Lots of full-time RVers love to boondock or dry camp - ie - park in locations, sometimes remote, without services and therefore free. I am not among them. I can go without water and sewer hook-ups (we have tanks for all that) but have tremendous fondness for electricty. But we wanted to try it and have done so several times on this trip.
There is a website called Boondockers Welcome that we are a member of (see side bar). Members of this site offer boondocking space on their property when they are home and use other member's sites when travelling. Last summer we entertained three different boondocking couples at Bay Hammocks and loved having them.
There are several other options for boondockers. Walmart is one and we stayed with them twice on this trip - both times when we were unable to obtain a site in a RV Park. We will likely do this again when we get close to home in April and no campsites are available. Casinos often welcome boondockers as well.
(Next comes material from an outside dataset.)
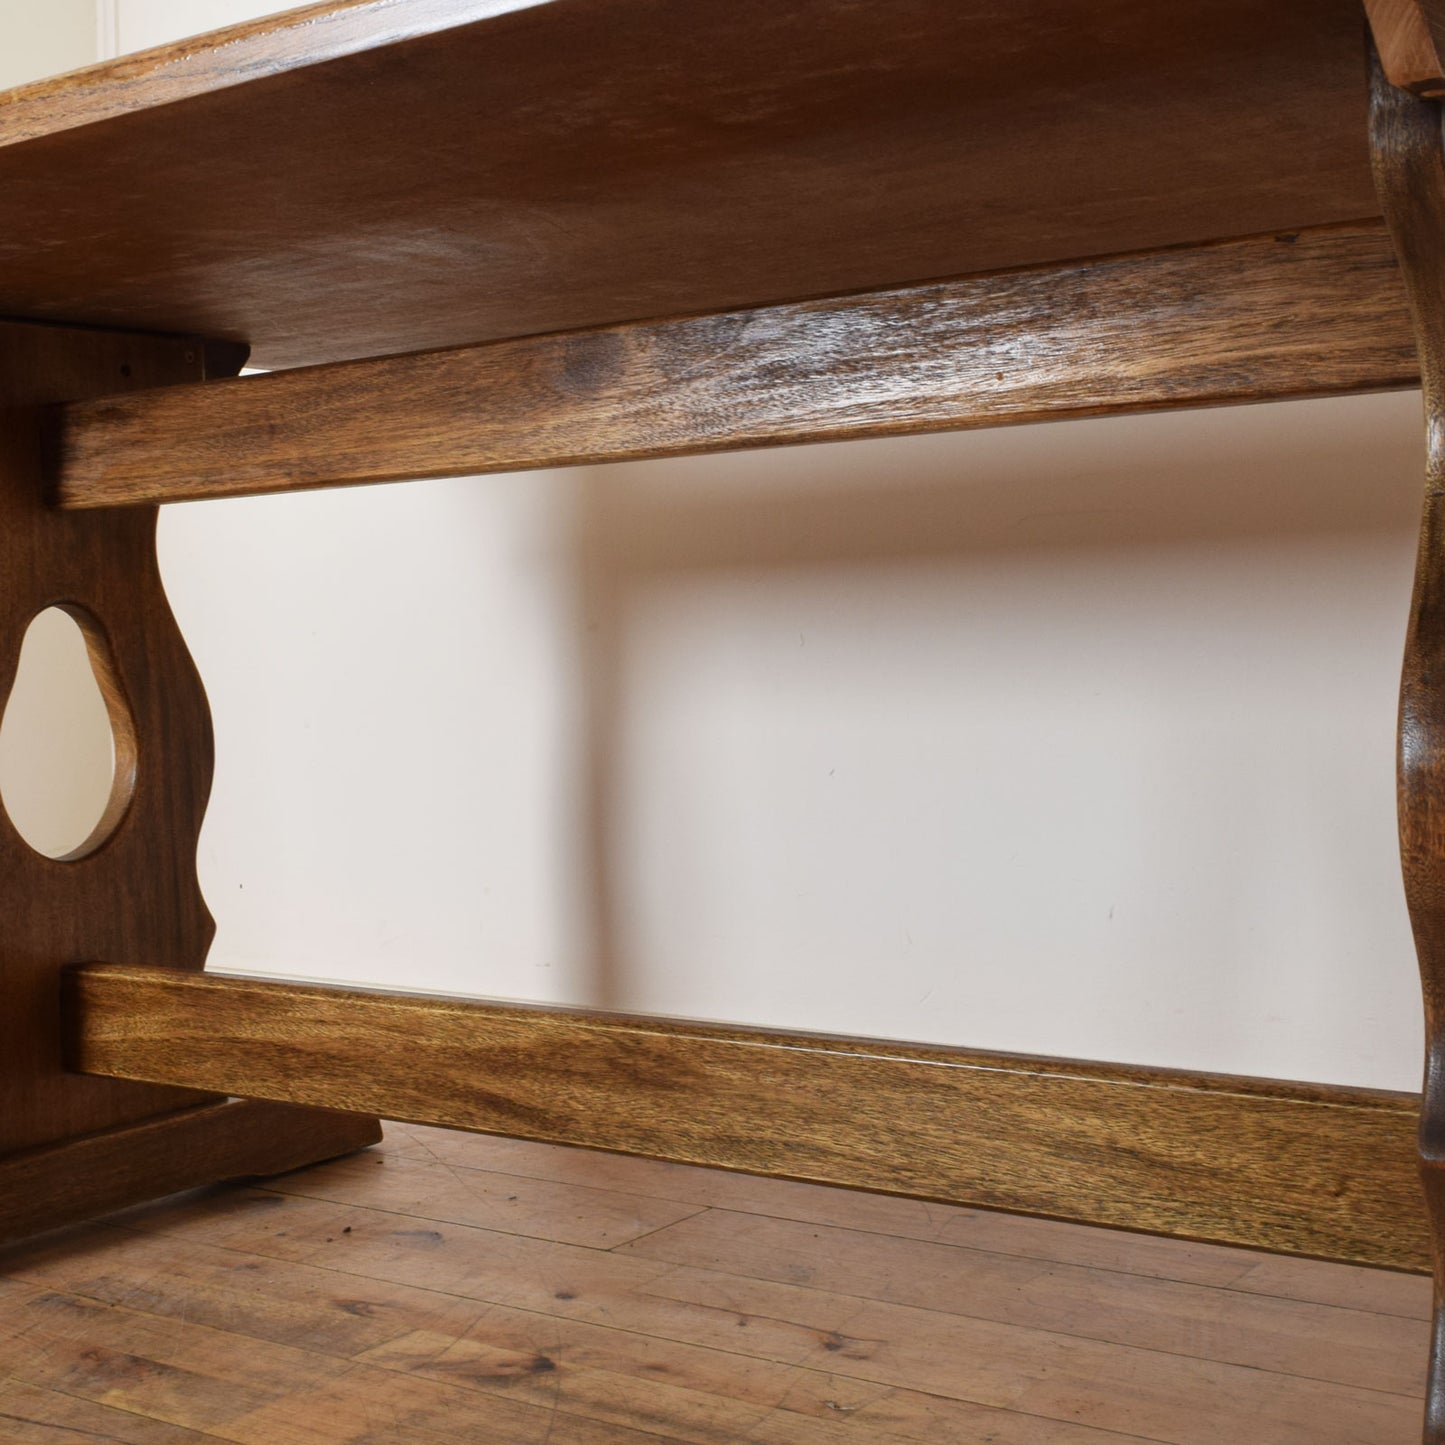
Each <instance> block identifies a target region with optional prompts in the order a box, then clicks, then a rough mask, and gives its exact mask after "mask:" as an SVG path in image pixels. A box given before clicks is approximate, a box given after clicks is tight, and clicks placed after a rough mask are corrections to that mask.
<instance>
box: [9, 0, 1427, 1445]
mask: <svg viewBox="0 0 1445 1445" xmlns="http://www.w3.org/2000/svg"><path fill="white" fill-rule="evenodd" d="M1367 9H1368V20H1370V25H1371V26H1373V45H1371V43H1367V39H1366V13H1364V10H1361V7H1360V3H1358V0H1176V3H1173V4H1170V6H1165V7H1160V6H1157V4H1155V3H1147V0H981V3H978V4H970V6H962V4H959V3H958V0H892V3H890V4H886V6H883V4H873V3H866V0H730V3H728V4H717V6H714V4H698V3H688V0H340V3H327V4H314V6H309V7H305V9H302V10H296V12H289V13H286V14H282V16H276V17H272V19H267V20H262V22H254V23H250V25H243V26H236V27H233V29H230V30H225V32H218V33H217V35H212V36H207V38H202V39H199V40H188V42H184V43H181V45H175V46H171V48H163V49H158V51H150V52H146V53H142V55H136V56H127V58H124V59H120V61H116V62H111V64H105V65H100V66H95V68H91V69H88V71H79V72H75V74H72V75H66V77H61V78H58V79H52V81H45V82H40V84H36V85H30V87H22V88H19V90H13V91H9V92H6V94H0V316H3V318H4V319H3V321H0V407H3V412H0V698H3V696H4V695H7V694H9V689H10V685H12V681H13V675H14V668H16V662H17V655H19V647H20V639H22V636H23V634H25V630H26V627H27V624H29V621H30V620H32V618H33V617H35V616H36V614H38V613H39V611H42V610H43V608H46V607H52V605H56V607H64V608H65V610H66V611H68V613H69V614H71V616H72V617H75V620H77V621H78V623H79V626H81V629H82V631H84V633H85V637H87V643H88V647H90V653H91V660H92V665H94V668H95V672H97V678H98V681H100V682H101V688H103V692H104V696H105V701H107V707H108V709H110V715H111V724H113V730H114V733H116V737H117V764H118V766H117V769H116V782H114V788H113V793H111V799H110V805H108V808H107V809H105V815H104V818H103V819H101V822H100V825H98V827H97V829H95V832H94V834H92V835H91V838H90V840H88V841H87V842H85V844H84V845H81V847H79V848H78V850H77V851H75V853H74V854H71V855H69V857H65V858H49V857H42V855H40V854H39V853H35V851H33V850H30V848H29V847H27V845H26V844H25V842H23V840H22V838H20V835H19V834H17V832H16V831H14V828H13V827H12V824H10V822H9V819H7V818H6V816H4V812H3V809H0V1100H3V1111H0V1233H3V1234H4V1235H6V1237H23V1235H26V1234H29V1233H33V1231H38V1230H42V1228H48V1227H52V1225H55V1224H61V1222H65V1221H69V1220H78V1218H84V1217H88V1215H92V1214H98V1212H103V1211H107V1209H111V1208H116V1207H118V1205H123V1204H130V1202H134V1201H137V1199H142V1198H147V1196H153V1195H158V1194H163V1192H169V1191H173V1189H181V1188H186V1186H189V1185H197V1183H204V1182H208V1181H214V1179H224V1178H236V1176H241V1175H253V1173H264V1172H276V1170H282V1169H288V1168H293V1166H296V1165H301V1163H303V1162H308V1160H316V1159H322V1157H327V1156H331V1155H337V1153H344V1152H347V1150H353V1149H358V1147H364V1146H366V1144H368V1143H371V1142H374V1140H376V1139H377V1124H376V1117H374V1116H377V1114H383V1116H390V1117H397V1118H405V1120H413V1121H418V1123H434V1124H445V1126H454V1127H462V1129H474V1130H481V1131H491V1133H501V1134H513V1136H519V1137H527V1139H540V1140H558V1142H568V1143H581V1144H590V1146H592V1147H600V1149H613V1150H620V1152H624V1153H643V1155H652V1156H656V1157H663V1159H676V1160H685V1162H694V1163H704V1165H717V1166H722V1168H731V1169H744V1170H754V1172H760V1173H769V1175H782V1176H789V1178H796V1179H811V1181H819V1182H829V1183H840V1185H851V1186H858V1188H867V1189H880V1191H892V1192H897V1194H907V1195H916V1196H920V1198H931V1199H944V1201H952V1202H962V1204H975V1205H984V1207H993V1208H1003V1209H1016V1211H1023V1212H1035V1214H1045V1215H1053V1217H1058V1218H1069V1220H1079V1221H1088V1222H1095V1224H1108V1225H1117V1227H1123V1228H1134V1230H1149V1231H1156V1233H1162V1234H1173V1235H1179V1237H1185V1238H1198V1240H1214V1241H1221V1243H1231V1244H1247V1246H1254V1247H1260V1248H1269V1250H1280V1251H1290V1253H1301V1254H1312V1256H1319V1257H1325V1259H1335V1260H1348V1261H1355V1263H1368V1264H1379V1266H1386V1267H1393V1269H1405V1270H1419V1272H1429V1270H1431V1269H1432V1261H1433V1267H1435V1270H1436V1280H1438V1282H1439V1277H1441V1266H1439V1253H1438V1250H1439V1247H1441V1244H1442V1241H1445V1074H1442V1071H1445V390H1442V389H1445V380H1442V379H1445V160H1442V144H1441V113H1439V101H1438V100H1436V98H1435V97H1436V95H1441V94H1445V65H1442V56H1445V0H1367ZM1376 49H1377V51H1379V58H1377V56H1376ZM1371 172H1373V173H1371ZM247 357H250V360H251V361H253V363H254V366H257V367H262V368H266V370H264V373H263V374H250V376H241V374H240V371H241V368H243V366H244V364H246V361H247ZM1422 380H1423V387H1425V412H1426V422H1428V435H1429V444H1431V449H1429V473H1428V478H1426V504H1425V523H1423V530H1422V543H1420V562H1419V572H1418V587H1416V595H1415V607H1413V617H1412V623H1410V633H1409V642H1407V649H1406V665H1405V685H1403V707H1402V730H1400V734H1402V750H1400V822H1402V842H1403V858H1405V870H1406V884H1407V894H1409V903H1410V910H1412V918H1413V920H1415V928H1416V938H1418V942H1419V952H1420V970H1422V978H1423V984H1425V1006H1426V1007H1425V1014H1426V1035H1428V1043H1429V1048H1428V1051H1426V1056H1428V1065H1426V1085H1425V1092H1423V1097H1418V1095H1407V1094H1392V1092H1383V1091H1371V1090H1355V1088H1337V1087H1325V1085H1308V1084H1282V1082H1277V1081H1267V1079H1248V1078H1234V1077H1220V1075H1196V1074H1182V1072H1173V1071H1163V1069H1143V1068H1131V1066H1126V1065H1098V1064H1081V1062H1075V1061H1066V1059H1046V1058H1030V1056H1019V1055H994V1053H981V1052H975V1051H962V1049H944V1048H925V1046H915V1045H903V1043H883V1042H877V1040H867V1039H853V1038H827V1036H819V1035H792V1033H777V1032H767V1030H740V1029H725V1027H718V1026H712V1025H707V1023H686V1022H675V1020H665V1019H650V1017H626V1016H620V1014H605V1013H584V1012H572V1010H556V1009H536V1007H522V1006H516V1004H506V1003H496V1004H494V1003H483V1001H477V1000H455V998H442V997H418V996H406V994H387V993H371V991H360V990H344V988H324V987H314V985H302V984H290V983H283V981H263V980H247V978H234V977H217V975H210V974H207V972H205V971H204V962H205V955H207V948H208V944H210V938H211V932H212V923H211V919H210V915H208V912H207V907H205V903H204V900H202V897H201V894H199V889H198V886H197V879H195V844H197V835H198V829H199V825H201V818H202V812H204V808H205V801H207V793H208V789H210V782H211V764H212V756H211V731H210V718H208V712H207V704H205V695H204V691H202V688H201V683H199V679H198V678H197V673H195V669H194V666H192V663H191V659H189V656H188V653H186V649H185V644H184V642H182V639H181V636H179V631H178V630H176V626H175V621H173V618H172V616H171V613H169V608H168V604H166V600H165V594H163V590H162V585H160V578H159V572H158V566H156V556H155V522H156V507H158V506H159V504H160V503H163V501H173V500H181V499H205V497H224V496H243V494H254V493H263V491H289V490H298V488H314V487H332V486H347V484H355V483H367V481H384V480H394V478H413V477H439V475H462V474H473V473H486V471H513V470H519V468H527V467H556V465H566V464H582V462H588V464H590V462H600V461H608V460H621V458H640V457H663V455H678V454H683V452H698V451H715V449H722V448H736V447H762V445H777V444H786V442H805V441H818V439H838V438H848V436H880V435H887V434H897V432H918V431H926V429H942V428H965V426H988V425H1000V423H1006V422H1010V423H1012V422H1029V420H1039V419H1045V418H1058V416H1092V415H1101V413H1113V412H1127V410H1146V409H1160V407H1178V406H1208V405H1222V403H1230V402H1259V400H1267V399H1276V397H1301V396H1328V394H1342V393H1350V392H1361V390H1373V389H1387V387H1409V386H1416V384H1420V381H1422ZM1422 1098H1423V1101H1422ZM1416 1130H1418V1139H1419V1143H1418V1147H1416ZM1422 1172H1423V1181H1425V1196H1423V1201H1422V1194H1420V1182H1419V1181H1420V1175H1422ZM1436 1301H1438V1303H1436V1344H1435V1355H1436V1358H1435V1361H1433V1367H1432V1383H1431V1393H1429V1407H1428V1415H1429V1419H1428V1423H1426V1439H1428V1441H1431V1442H1435V1445H1445V1364H1442V1363H1441V1360H1439V1355H1441V1351H1442V1348H1445V1342H1442V1334H1445V1332H1442V1328H1441V1319H1442V1316H1445V1305H1441V1302H1439V1301H1441V1292H1439V1283H1438V1286H1436Z"/></svg>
Another boondocking website we are members of is Harvest Hosts. The idea here is that farms with market stands, winerys, etc offer RVers overnight parking on their property. In return, you purchase their products.
Last week, on our way from Stuart to St. Petersburg we stayed at a Harvest Host site in Plant City - the Keel and Curley Winery - while waiting for our camping site in the Fort DeSoto County Park to be available.
Then a food truck pulled up:
We left early but went to bed to the sounds of rock and roll music and laughter in the distance. Very sensibly the music stopped at 10:30 pm.
The next morning we awoke to the sounds of a rooster crowing. It doesn't get much better than that.
Thank You!, Keel and Curley Winery for such a great stay.